We've had one heck of a year for dogs in this place. We lost Bailey to an accidental ingestion from a neighbor's careless poisoning (we assume). It was terribly traumatic, but thankfully only to the adults that had to cope with it in the middle of the night. None of the kids had to witness the horror of a painful death. Mark and I woke to Bailey in full seizure and, despite our best efforts, we couldn't get her to the vet in time. It was horrifying. I'll talk more about alternative ways to manage your pests in a future post, so you don't become the reason someone had to listen to their dog howl itself to death in pain. Integrated pest management is more important than what you think is the easy way out. But I'll save that for later. Pinky swear.

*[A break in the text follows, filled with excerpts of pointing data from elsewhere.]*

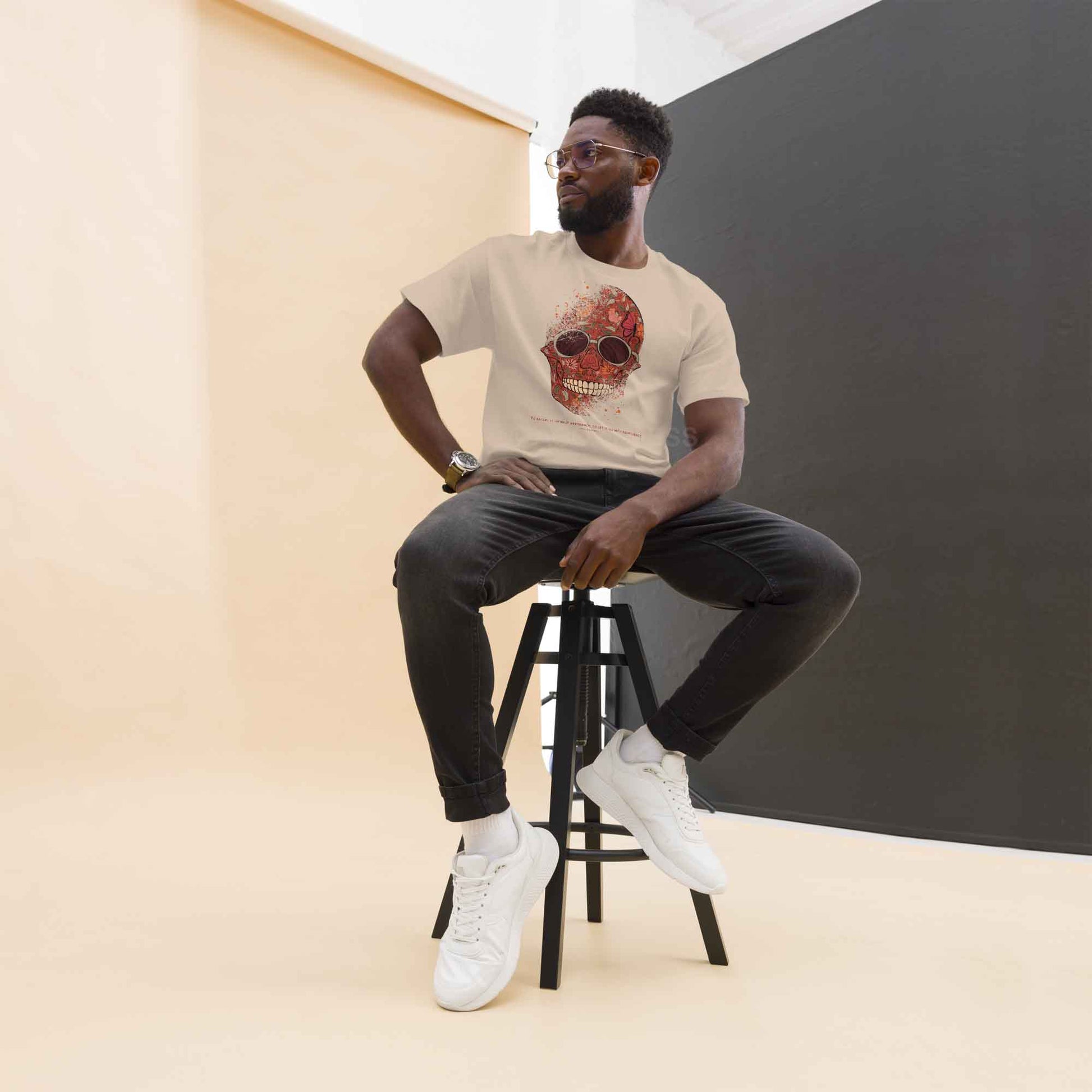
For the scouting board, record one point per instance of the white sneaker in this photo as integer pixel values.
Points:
(652, 802)
(481, 947)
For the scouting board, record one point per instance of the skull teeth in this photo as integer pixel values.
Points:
(584, 387)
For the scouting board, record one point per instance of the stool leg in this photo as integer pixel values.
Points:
(522, 668)
(647, 699)
(592, 734)
(563, 771)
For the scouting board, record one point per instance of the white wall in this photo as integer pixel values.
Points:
(538, 59)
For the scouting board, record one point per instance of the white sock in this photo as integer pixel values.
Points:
(643, 746)
(495, 836)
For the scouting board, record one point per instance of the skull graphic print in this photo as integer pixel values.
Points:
(592, 347)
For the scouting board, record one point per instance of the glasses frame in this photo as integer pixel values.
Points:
(595, 342)
(597, 143)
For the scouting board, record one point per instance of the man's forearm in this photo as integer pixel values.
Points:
(707, 472)
(397, 374)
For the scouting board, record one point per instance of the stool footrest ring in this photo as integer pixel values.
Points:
(598, 828)
(607, 854)
(589, 828)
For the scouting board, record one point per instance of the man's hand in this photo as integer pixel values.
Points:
(605, 548)
(518, 472)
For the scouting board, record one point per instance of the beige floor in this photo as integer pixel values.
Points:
(246, 925)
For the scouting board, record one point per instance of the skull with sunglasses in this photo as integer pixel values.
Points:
(592, 350)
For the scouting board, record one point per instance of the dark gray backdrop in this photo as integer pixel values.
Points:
(897, 213)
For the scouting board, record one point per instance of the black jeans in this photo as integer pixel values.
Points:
(791, 585)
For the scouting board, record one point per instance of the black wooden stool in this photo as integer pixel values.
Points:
(578, 728)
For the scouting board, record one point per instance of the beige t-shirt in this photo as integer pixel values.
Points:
(586, 356)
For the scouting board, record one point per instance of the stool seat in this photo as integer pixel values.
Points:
(634, 576)
(578, 733)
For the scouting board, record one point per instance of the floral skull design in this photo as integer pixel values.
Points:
(592, 348)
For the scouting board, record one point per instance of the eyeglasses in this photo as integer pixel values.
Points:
(613, 348)
(584, 155)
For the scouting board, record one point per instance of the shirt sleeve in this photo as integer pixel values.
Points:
(458, 302)
(710, 367)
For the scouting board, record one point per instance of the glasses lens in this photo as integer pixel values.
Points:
(614, 350)
(584, 157)
(571, 342)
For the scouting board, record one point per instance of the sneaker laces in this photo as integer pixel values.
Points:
(469, 900)
(680, 793)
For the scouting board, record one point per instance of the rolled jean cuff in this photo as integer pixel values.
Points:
(475, 801)
(673, 734)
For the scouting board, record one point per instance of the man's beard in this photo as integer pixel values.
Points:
(597, 214)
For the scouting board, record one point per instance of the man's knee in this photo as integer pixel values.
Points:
(435, 554)
(826, 571)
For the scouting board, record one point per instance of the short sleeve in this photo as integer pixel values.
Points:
(710, 367)
(457, 301)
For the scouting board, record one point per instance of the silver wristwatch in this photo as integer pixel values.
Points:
(462, 464)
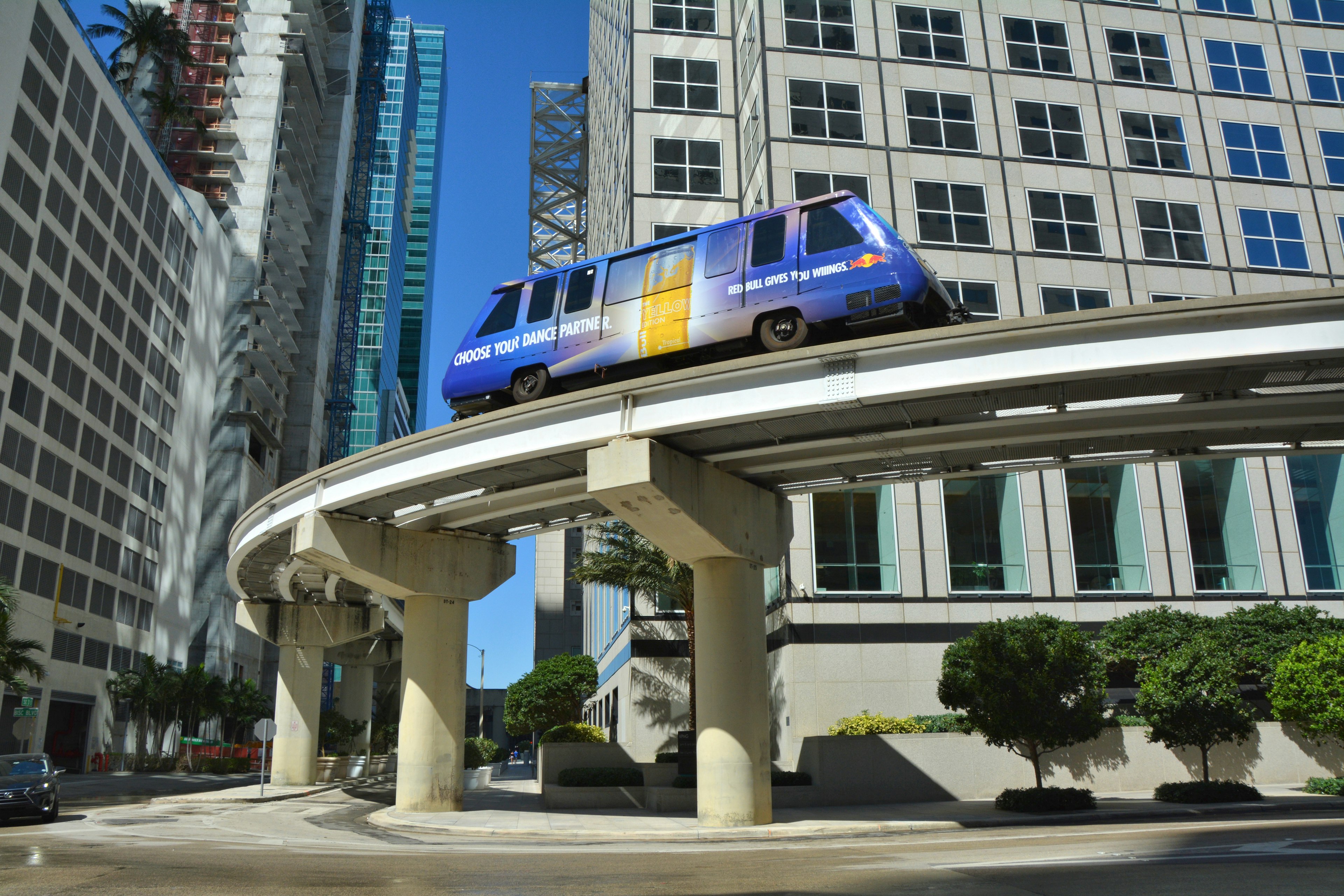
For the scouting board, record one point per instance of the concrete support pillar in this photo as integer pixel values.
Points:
(299, 695)
(729, 531)
(437, 574)
(429, 766)
(733, 718)
(357, 702)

Maya we lost because, well, she was 14-years-old and tired, in pain, and could hardly walk anymore and so we had to make a choice. It was a beautiful, peaceful death that actually felt honest and emotionally raw, but in a closure kind of way. We gathered around her, the whole farm, and said our goodbyes while the home-visit-vet helped ease her along. Then we buried her under the tree near the chicken coop and watched as our little girls lovingly filled in the dirt and topped her grave with rocks and tears.

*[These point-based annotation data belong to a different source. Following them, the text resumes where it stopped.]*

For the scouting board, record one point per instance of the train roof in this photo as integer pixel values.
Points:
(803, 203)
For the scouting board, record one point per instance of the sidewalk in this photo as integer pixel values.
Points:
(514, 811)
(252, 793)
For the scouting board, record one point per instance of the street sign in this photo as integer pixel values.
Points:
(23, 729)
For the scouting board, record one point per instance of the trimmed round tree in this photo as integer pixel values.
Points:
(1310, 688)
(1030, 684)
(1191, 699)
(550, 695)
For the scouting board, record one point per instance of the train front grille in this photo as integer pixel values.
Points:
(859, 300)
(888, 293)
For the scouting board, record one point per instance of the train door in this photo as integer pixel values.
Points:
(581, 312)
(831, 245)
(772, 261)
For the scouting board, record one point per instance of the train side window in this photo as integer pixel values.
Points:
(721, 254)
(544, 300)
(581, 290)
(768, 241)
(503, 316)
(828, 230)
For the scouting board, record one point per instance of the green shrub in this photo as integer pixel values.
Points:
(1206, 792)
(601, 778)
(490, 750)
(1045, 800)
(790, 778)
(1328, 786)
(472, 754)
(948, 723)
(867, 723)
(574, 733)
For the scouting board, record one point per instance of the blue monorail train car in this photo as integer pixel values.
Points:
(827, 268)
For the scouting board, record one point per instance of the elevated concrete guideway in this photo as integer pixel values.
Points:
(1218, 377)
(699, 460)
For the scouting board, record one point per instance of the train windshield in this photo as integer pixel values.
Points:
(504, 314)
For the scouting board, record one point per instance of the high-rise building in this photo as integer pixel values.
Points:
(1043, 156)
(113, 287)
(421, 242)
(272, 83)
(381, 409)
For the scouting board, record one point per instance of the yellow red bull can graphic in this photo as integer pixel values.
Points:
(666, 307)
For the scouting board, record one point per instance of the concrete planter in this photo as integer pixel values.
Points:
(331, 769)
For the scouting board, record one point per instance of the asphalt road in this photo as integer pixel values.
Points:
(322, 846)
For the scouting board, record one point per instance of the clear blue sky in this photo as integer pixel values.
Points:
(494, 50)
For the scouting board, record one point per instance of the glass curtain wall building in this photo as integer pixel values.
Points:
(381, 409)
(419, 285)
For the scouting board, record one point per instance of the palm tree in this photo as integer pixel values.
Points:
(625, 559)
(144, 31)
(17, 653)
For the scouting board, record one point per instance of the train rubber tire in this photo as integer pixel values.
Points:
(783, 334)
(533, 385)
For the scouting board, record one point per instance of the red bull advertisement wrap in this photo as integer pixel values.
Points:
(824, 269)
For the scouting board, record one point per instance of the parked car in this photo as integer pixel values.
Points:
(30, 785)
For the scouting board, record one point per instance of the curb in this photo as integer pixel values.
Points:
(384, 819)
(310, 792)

And then we were a farm without a dog. And that is unacceptable.
So Lorien went and got herself this guy:
His name is Falcor and he is our wee little (spelled slightly differently) luck dragon. He is perfectly calm in the chicken coop and even allowed our newly hatched chicks to climb all over him. He's ridiculous, but in a good way. In this photo, we had just thrown him into a pool (it was really hot outside) and he retaliated by licking all the pool water off my legs. I thought I was gonna die, for sure.
After Mark and I got back from our Epic Road Trip™ we set to work finding a dog for our half of the household as well. We ran across this fella at the County Animal Shelter and with his odd Greyhound/Shepherd cross and sweet temperament, we couldn't resist. Fezzik is having some adjustment issues... I mean, he can jump off a ten foot deck and run like a track star, so that's been fun. And if he's not right next to you in the house, he's pretty sure he's going to die. And he thinks he's a lap dog. A 70 pound lapdog. But he has so much potential, we're going to make it work, dammit.

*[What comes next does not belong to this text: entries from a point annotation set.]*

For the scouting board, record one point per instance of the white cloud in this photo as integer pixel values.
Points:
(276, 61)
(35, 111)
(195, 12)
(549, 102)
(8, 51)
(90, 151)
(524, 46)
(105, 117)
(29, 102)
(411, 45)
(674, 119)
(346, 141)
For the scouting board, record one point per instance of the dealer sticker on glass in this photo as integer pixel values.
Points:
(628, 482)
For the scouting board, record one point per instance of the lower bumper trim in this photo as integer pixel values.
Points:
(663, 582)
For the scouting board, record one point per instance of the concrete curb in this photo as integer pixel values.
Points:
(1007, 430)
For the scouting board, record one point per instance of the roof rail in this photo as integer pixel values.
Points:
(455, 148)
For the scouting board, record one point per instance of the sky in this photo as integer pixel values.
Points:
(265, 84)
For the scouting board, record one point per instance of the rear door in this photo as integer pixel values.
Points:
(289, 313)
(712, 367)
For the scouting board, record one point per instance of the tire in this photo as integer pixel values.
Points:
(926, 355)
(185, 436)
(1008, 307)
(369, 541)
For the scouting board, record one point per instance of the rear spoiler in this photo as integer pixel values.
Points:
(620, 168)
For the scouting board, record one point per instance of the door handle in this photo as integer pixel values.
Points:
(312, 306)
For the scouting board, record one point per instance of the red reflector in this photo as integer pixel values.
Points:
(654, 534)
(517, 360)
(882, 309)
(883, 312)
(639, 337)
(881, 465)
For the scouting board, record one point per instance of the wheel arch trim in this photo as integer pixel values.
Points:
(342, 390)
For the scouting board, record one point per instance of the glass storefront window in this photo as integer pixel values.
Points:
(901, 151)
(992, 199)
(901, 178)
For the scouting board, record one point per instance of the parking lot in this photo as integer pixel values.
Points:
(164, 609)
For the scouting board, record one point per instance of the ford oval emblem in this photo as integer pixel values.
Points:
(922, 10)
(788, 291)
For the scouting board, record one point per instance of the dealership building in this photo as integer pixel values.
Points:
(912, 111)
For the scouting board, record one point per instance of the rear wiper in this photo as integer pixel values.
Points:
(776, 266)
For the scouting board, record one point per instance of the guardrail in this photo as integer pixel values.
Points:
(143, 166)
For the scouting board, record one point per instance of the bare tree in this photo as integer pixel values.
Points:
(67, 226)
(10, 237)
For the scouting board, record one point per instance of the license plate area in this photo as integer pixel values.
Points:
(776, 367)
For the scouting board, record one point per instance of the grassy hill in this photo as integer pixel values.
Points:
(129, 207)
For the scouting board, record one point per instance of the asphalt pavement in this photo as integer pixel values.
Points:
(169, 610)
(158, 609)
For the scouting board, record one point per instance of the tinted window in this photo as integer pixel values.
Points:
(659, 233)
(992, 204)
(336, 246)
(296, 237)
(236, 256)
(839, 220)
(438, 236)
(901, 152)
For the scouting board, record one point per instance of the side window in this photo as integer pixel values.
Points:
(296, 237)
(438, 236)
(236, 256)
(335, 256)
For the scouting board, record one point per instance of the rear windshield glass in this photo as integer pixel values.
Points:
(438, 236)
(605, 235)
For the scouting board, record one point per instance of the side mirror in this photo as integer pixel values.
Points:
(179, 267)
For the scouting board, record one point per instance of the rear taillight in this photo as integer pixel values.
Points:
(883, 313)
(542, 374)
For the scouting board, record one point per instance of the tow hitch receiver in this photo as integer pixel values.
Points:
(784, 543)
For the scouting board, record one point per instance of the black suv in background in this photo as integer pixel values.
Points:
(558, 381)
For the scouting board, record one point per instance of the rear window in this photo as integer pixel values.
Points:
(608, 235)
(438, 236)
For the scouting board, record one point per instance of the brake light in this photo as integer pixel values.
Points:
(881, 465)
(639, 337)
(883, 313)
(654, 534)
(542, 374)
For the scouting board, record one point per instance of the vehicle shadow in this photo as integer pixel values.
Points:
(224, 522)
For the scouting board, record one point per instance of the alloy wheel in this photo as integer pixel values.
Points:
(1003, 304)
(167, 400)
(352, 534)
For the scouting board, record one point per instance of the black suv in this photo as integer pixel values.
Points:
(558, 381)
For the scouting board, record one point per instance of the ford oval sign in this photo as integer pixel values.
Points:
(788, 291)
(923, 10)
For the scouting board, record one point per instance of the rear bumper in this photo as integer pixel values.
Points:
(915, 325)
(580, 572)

And so we are full up on dogs! And now we feel a little more like a legitimate farm again. Which is nice. And I'm sure will provide us with plenty of stories. For now, know that if you come on by the farm there will be furry tales and eager faces to accost you. But you may get licked. Incessantly.
And if you threaten one of us, you will face the wrath of a luck dragon and a giant. Good luck with that.